Serving Clovis, Portales and the Surrounding Communities

Pages past, May 29: Lightning blamed for 58 cattle deaths

On this date ...

1972: A rancher 5 miles north of Melrose lost 58 head of cattle in a Sunday night storm.

“There’s no way to figure the cost of this to me,” Deon Dodd said as he replaced fencing removed to allow trucks to haul carcasses away.

He estimated the animals’ value at $10,000 “at the least.” The cost of replacing the herd was unknown.

Dodd told a reporter the cattle were near a lake on his property when they were likely killed by lightning “either while they stood bunched together in water around the lake or while they were crowded against a barbed wire fence that runs through the lake,” the Clovis News-Journal reported.

But he said some of the cattle might have died from drowning, rushing into the water after being stunned by the bolt of lightning.

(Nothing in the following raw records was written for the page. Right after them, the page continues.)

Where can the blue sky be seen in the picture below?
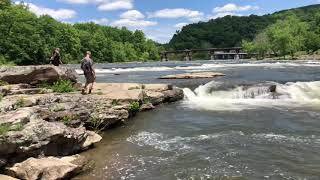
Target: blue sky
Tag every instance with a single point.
(159, 19)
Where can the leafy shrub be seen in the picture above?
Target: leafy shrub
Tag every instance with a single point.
(62, 86)
(5, 128)
(115, 102)
(134, 106)
(3, 83)
(20, 103)
(67, 119)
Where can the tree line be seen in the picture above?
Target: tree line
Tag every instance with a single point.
(281, 33)
(286, 37)
(27, 39)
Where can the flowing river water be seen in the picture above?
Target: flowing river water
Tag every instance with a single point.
(230, 127)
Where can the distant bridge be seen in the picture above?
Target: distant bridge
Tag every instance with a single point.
(215, 53)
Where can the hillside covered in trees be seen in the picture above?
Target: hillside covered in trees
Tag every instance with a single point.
(28, 39)
(230, 31)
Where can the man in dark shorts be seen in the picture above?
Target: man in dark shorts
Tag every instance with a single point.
(56, 58)
(88, 71)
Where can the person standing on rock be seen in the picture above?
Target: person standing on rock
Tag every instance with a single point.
(89, 73)
(56, 58)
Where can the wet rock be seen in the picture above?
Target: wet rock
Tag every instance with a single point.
(5, 177)
(196, 75)
(36, 74)
(157, 87)
(39, 137)
(48, 168)
(146, 107)
(155, 98)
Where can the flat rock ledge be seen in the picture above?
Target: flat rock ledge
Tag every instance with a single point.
(48, 168)
(195, 75)
(39, 127)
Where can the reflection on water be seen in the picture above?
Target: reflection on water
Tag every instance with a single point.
(261, 121)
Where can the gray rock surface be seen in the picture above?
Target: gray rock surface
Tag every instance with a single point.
(36, 74)
(48, 168)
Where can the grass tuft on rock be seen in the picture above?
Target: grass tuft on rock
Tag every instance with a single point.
(134, 106)
(63, 86)
(3, 83)
(5, 128)
(20, 103)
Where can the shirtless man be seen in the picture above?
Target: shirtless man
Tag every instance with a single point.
(89, 73)
(56, 58)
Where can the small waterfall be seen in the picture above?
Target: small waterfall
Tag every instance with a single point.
(273, 94)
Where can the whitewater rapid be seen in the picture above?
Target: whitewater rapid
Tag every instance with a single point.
(213, 96)
(205, 67)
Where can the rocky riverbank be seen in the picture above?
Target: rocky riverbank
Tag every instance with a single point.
(39, 127)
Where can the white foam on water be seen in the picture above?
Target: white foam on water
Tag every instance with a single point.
(279, 138)
(297, 94)
(204, 67)
(161, 142)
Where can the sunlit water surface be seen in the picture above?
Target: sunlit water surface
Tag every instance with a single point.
(231, 127)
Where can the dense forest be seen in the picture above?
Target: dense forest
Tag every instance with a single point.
(28, 39)
(230, 31)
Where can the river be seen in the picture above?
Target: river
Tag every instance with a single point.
(230, 127)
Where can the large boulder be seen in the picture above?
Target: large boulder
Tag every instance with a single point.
(36, 74)
(49, 168)
(39, 137)
(5, 177)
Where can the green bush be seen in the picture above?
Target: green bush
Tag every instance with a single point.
(3, 83)
(134, 106)
(67, 119)
(5, 128)
(62, 86)
(21, 102)
(115, 102)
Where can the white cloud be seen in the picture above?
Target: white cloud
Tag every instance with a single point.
(102, 21)
(132, 14)
(115, 5)
(234, 8)
(136, 23)
(160, 34)
(177, 13)
(180, 25)
(59, 14)
(81, 1)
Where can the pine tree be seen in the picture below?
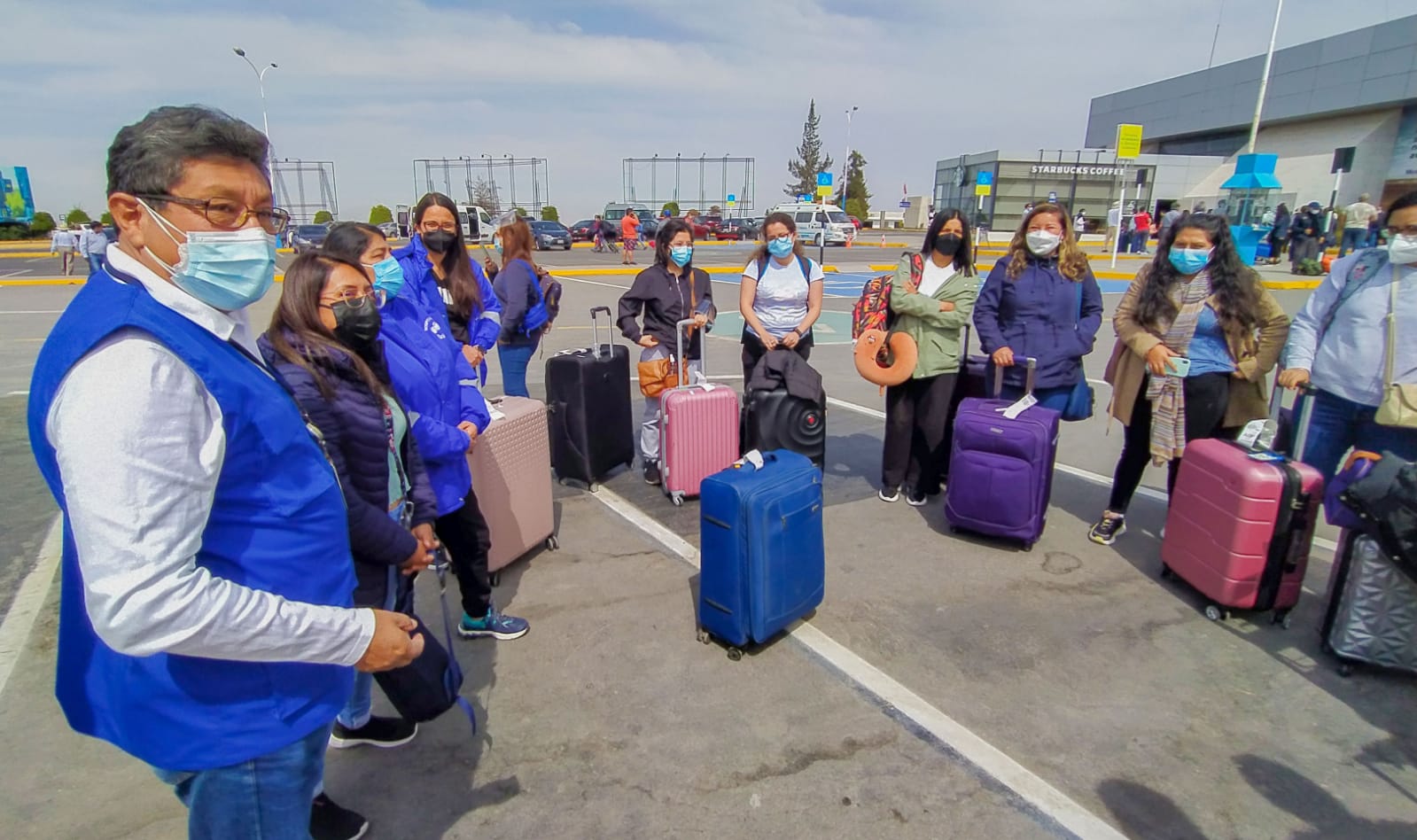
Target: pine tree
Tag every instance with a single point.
(809, 159)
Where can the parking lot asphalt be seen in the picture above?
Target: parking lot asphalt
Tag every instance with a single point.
(1073, 662)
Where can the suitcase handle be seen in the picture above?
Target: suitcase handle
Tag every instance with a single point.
(998, 377)
(596, 331)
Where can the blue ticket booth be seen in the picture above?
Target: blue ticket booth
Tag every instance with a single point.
(1249, 193)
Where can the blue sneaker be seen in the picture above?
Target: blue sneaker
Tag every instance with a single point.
(503, 628)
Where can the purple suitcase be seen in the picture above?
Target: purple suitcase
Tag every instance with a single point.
(1000, 471)
(697, 430)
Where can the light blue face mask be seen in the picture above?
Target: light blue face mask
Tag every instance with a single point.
(1189, 261)
(224, 269)
(388, 275)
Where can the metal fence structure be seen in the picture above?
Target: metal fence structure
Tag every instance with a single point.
(485, 180)
(693, 183)
(305, 187)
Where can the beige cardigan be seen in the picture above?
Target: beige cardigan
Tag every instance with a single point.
(1254, 357)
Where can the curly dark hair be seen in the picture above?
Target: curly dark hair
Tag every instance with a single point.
(1236, 285)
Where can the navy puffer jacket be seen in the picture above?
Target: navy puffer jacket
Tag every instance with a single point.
(352, 421)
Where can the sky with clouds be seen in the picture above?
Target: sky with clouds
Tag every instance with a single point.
(373, 85)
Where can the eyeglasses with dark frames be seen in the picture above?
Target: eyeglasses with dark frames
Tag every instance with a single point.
(229, 214)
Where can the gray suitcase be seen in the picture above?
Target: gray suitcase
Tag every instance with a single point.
(1372, 612)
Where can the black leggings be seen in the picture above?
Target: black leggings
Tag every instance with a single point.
(752, 350)
(917, 444)
(1208, 397)
(465, 534)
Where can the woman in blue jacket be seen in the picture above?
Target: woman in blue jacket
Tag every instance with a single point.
(444, 281)
(518, 289)
(323, 342)
(1040, 302)
(440, 388)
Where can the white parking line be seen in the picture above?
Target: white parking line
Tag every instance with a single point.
(16, 626)
(953, 734)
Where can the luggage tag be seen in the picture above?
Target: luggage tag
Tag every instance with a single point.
(1014, 411)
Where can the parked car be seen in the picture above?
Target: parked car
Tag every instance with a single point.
(550, 234)
(308, 237)
(582, 231)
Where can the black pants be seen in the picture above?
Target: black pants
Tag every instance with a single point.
(752, 350)
(917, 445)
(1208, 397)
(465, 534)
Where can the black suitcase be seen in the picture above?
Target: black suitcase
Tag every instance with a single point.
(775, 420)
(587, 392)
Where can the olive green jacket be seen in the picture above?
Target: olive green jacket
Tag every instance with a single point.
(918, 316)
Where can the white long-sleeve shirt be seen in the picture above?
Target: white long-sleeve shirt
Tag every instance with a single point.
(141, 444)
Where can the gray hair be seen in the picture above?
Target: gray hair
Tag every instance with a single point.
(148, 156)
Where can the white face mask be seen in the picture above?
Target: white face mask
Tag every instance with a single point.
(1042, 243)
(1402, 250)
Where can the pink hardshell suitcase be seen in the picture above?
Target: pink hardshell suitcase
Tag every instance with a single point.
(512, 476)
(1242, 525)
(697, 430)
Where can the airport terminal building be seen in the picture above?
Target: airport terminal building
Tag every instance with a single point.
(1355, 89)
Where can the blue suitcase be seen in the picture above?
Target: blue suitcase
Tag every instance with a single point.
(763, 554)
(1000, 471)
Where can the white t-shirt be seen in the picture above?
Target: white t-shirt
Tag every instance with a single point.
(934, 276)
(781, 299)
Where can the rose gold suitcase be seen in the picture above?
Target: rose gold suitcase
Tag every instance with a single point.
(512, 478)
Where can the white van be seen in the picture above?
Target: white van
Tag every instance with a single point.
(818, 222)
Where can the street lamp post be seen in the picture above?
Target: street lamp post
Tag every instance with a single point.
(265, 121)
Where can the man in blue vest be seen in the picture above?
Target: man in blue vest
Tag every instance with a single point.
(206, 621)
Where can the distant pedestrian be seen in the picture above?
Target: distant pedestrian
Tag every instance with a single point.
(66, 244)
(1305, 234)
(1141, 231)
(629, 237)
(92, 245)
(1360, 214)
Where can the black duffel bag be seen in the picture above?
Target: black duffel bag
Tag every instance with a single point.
(1386, 503)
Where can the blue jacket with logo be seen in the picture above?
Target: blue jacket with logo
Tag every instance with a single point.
(276, 523)
(1038, 316)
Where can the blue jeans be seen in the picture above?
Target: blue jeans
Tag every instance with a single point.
(515, 359)
(1055, 399)
(1339, 425)
(1353, 238)
(267, 797)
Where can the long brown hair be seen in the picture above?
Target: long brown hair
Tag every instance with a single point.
(296, 331)
(458, 275)
(516, 241)
(1071, 261)
(777, 218)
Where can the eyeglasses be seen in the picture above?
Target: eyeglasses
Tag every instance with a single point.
(229, 214)
(354, 300)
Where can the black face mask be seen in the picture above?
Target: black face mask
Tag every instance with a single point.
(948, 244)
(438, 241)
(357, 328)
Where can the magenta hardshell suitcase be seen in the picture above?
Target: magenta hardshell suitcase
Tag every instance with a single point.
(512, 476)
(697, 430)
(1242, 525)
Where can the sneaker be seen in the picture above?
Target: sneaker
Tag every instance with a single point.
(1109, 529)
(331, 822)
(499, 626)
(376, 733)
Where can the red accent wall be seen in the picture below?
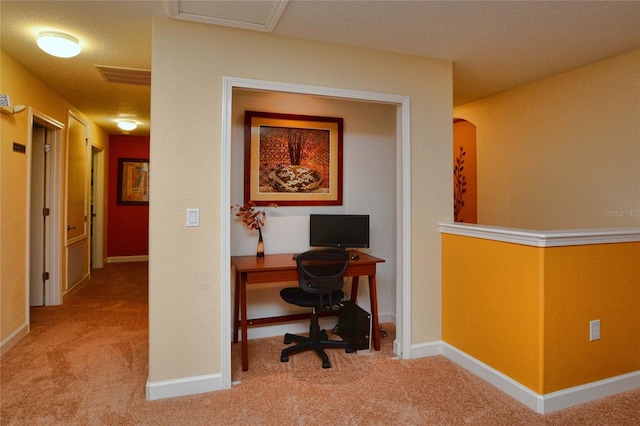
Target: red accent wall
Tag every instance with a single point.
(127, 225)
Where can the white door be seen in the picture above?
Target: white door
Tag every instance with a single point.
(37, 264)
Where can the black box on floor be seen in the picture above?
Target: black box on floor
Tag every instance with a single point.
(354, 325)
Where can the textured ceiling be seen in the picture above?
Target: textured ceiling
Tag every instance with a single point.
(494, 45)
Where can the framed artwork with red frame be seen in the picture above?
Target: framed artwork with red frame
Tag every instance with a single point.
(292, 160)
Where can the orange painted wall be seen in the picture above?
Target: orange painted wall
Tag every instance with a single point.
(491, 304)
(584, 283)
(525, 310)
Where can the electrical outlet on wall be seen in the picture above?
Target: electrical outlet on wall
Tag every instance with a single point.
(594, 330)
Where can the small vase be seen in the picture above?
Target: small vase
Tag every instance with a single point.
(260, 251)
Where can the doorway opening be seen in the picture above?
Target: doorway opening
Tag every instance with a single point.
(402, 344)
(44, 276)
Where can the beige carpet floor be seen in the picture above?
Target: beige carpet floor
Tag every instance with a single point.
(85, 363)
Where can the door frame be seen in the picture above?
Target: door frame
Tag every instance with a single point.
(97, 194)
(402, 344)
(53, 286)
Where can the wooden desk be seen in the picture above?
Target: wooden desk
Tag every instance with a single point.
(281, 267)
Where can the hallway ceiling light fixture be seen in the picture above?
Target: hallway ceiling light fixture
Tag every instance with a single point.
(7, 108)
(127, 125)
(59, 44)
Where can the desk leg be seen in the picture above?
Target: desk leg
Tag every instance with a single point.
(236, 308)
(354, 289)
(373, 295)
(243, 322)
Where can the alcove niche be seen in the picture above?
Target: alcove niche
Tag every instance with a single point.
(372, 150)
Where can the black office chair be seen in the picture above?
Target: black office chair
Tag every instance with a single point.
(321, 278)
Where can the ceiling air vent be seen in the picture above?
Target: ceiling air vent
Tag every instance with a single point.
(125, 75)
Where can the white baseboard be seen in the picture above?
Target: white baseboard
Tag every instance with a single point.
(12, 339)
(542, 404)
(184, 386)
(121, 259)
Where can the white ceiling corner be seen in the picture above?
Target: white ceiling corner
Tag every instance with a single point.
(258, 15)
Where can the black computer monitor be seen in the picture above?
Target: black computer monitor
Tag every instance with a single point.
(339, 230)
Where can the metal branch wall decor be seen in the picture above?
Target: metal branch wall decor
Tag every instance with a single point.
(460, 185)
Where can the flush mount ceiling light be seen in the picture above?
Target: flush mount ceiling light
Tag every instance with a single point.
(127, 125)
(58, 44)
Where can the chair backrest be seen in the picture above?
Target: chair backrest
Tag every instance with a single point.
(321, 271)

“We’ll never know for sure,” he said.

The storm dumped 3.2 inches of rain on Dodd’s ranch and left large drifts of hail across the region.

Dodd spent much of his night and early the next morning using his tractor to help motorists get through an area of State Road 88 that was covered by several feet of water.

He said he did not know how many cattle he’d lost until after sunup. He said 11 head of livestock in the same pasture survived the storm.

“After word of his loss spread through the Melrose community, help started coming from friends and neighbors,” the Clovis News-Journal reported. “Mrs. Mary Lou Bagwell at the First National Bank branch in Melrose said people were contributing money and in many cases were giving calves to help Dodd replenish his herd.”

Dodd said he was deeply moved by the help.

“Be sure and express my thanks,” he told a reporter. “My neighbors have sure been nice.”